With ECDHE (Elliptic Curve Diffie-Hellman Ephemeral), both the client and server generate a fresh key pair for each handshake. They exchange public values, and both independently compute the same shared secret using elliptic curve math. After the handshake, the ephemeral private keys are discarded. If an attacker records the encrypted traffic and later obtains the server's long-term RSA or ECDSA key, they still cannot derive the session keys because those were generated from the ephemeral key pairs, not the long-term key.

Without forward secrecy (for example, with plain RSA key exchange used in older TLS 1.2 configurations), the session key is encrypted with the server's public key. Anyone who obtains the private key can decrypt every recorded session, past and future. This is why TLS 1.3 mandates ECDHE and does not allow RSA key exchange at all.

Why this matters in practice

Organizations like intelligence agencies and large ISPs can store encrypted traffic at scale. If they obtain a server's private key years later (through a breach, legal order, or key rotation lapse), forward secrecy ensures that all previously recorded sessions remain unreadable. This is not a theoretical concern. It is the explicit threat model that forward secrecy was designed to address.

Observing the Handshake in Practice #

You can see the handshake results using browser tools, command-line utilities, or network analysis software. Each gives you a different level of detail.

Browser DevTools Security Tab

In Chrome or Edge, open Developer Tools (F12), click the Security tab, and select the main origin. You will see the TLS version, cipher suite, key exchange algorithm, and certificate details. This is the quickest way to verify what your browser actually negotiated with the server.

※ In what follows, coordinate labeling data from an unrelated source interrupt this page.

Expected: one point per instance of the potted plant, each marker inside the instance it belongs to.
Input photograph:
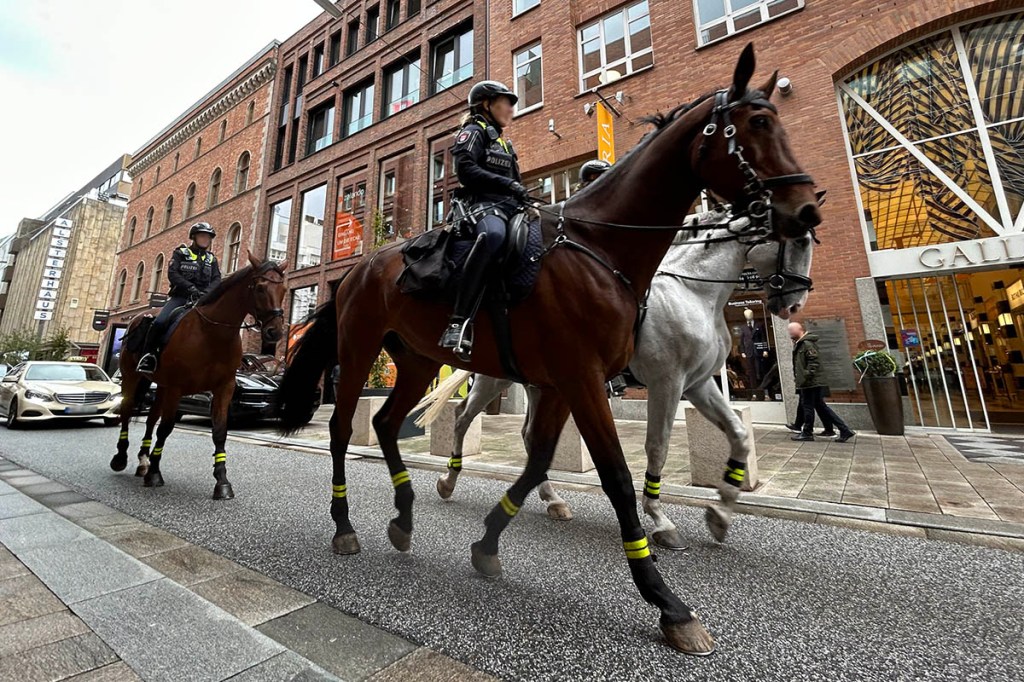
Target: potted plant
(878, 376)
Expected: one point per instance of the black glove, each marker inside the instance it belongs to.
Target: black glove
(518, 190)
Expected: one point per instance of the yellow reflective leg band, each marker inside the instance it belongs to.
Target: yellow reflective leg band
(637, 549)
(510, 508)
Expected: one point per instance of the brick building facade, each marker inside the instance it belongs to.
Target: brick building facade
(205, 166)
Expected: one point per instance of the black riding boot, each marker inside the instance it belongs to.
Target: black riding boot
(459, 334)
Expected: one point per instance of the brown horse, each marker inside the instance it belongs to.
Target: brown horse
(576, 329)
(202, 355)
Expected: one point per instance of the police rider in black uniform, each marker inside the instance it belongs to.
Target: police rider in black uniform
(193, 271)
(492, 192)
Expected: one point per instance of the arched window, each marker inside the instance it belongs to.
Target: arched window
(214, 195)
(158, 272)
(233, 247)
(119, 296)
(136, 288)
(189, 202)
(242, 173)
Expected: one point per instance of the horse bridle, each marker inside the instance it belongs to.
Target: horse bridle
(755, 202)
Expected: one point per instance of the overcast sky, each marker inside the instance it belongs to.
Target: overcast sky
(84, 81)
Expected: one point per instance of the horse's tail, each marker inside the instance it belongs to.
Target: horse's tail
(434, 401)
(315, 351)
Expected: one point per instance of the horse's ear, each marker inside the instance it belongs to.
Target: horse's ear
(769, 87)
(744, 70)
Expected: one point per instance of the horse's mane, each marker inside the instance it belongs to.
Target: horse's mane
(228, 283)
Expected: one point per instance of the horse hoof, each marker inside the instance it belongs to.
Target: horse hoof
(559, 511)
(444, 488)
(346, 544)
(223, 492)
(689, 637)
(670, 540)
(487, 565)
(718, 523)
(399, 539)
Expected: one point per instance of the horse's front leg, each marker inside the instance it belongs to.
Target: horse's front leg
(221, 401)
(710, 402)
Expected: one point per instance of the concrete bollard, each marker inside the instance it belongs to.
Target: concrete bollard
(363, 420)
(442, 433)
(710, 450)
(571, 453)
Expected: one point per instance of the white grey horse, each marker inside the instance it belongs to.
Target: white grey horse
(682, 343)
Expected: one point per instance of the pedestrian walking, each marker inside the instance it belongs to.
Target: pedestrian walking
(810, 385)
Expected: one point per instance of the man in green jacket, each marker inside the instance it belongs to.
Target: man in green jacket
(810, 384)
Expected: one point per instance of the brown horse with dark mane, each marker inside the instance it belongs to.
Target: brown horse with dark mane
(576, 328)
(203, 354)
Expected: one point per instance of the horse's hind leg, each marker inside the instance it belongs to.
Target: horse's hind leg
(710, 401)
(415, 374)
(484, 390)
(663, 399)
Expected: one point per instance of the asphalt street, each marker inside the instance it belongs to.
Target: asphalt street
(784, 600)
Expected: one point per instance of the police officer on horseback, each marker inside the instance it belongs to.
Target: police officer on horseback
(492, 193)
(193, 271)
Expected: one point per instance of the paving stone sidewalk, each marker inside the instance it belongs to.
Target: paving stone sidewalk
(89, 593)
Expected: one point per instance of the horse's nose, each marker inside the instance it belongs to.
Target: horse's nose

  • Protocol: should show TLS 1.2 or TLS 1.3
  • Key exchange: should include ECDHE for forward secrecy
  • Cipher: should use AES-GCM or ChaCha20

OpenSSL s_client

The openssl s_client command connects to a server and displays the full handshake details, including the negotiated protocol, cipher suite, and certificate chain.

OpenSSL handshake inspection
# Connect and show handshake details openssl s_client -connect example.com:443 # Key output to look for: # Protocol : TLSv1.3 # Cipher : TLS_AES_256_GCM_SHA384 # Server certificate chain # Verify return code: 0 (ok)

Wireshark (Packet-Level Analysis)

For the deepest visibility, Wireshark can capture and display every packet in the TLS handshake. Filter by tls.handshake to see the ClientHello, ServerHello, certificate exchange, and key exchange messages individually. This is useful for debugging handshake failures or verifying that your server does not offer deprecated protocol versions. Note that in TLS 1.3, the server certificate is encrypted and will not appear in the packet capture unless you have the session keys.